Some regression coefficients are negative, which needs to be explained or interpreted in a correct way. The negative coefficients for land use and weathering crust are abnormal because the values of these factors are landslide frequency ratios, which should contribute in a positive way to landslide susceptibility. The only explanation is that these factors are of little importance in the regression equation, as indicated by their low Student’s t-statistic. The negative regression coefficient for precipitation can be explained by the fact that fewer landslides have been observed in areas with more rainfall, as indicated by the low landslide frequency ratio of the highest precipitation class (Table 1).
The resulting landslide susceptibility, obtained as probabilities estimated with Equation (2), range from zero to 0.5 (Figure 3). The high values, represented by red and orange colors in the landslide susceptibility map, constitute a much smaller portion of the study area than obtained with the SI method (Figure 2) and cover much less of the observed landslides.
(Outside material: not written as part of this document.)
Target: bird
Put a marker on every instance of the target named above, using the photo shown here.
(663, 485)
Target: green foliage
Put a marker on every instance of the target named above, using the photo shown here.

However, since the overall observed density of the observed landslides is very small, about 0.027, all probabilities above that value are significant, which also includes the areas colored in green in Figure 3. Therefore, most of the observed landslides are also well predicted by the LR landslide susceptibility map, except for landslides observed in the southwest around Tan Hoc. However, the ROC curve of LR is mostly below the curve of SI and the AUC value obtained for LR is lower than for SI (Figure 5), which indicates that the landslide susceptibility map obtained with the SI model predicts landslides better and is to be preferred over the map of the LR model. In similar studies, the LR model was preferred over the SI model [13,22], while in other studies it was the other way around [25]. The AUC value of 0.735 obtained for the LR model in the current study is on the low side compared to values reported in the literature, for example 0.74–0.89 [25,39,40], which indicates a shortcoming of the current data.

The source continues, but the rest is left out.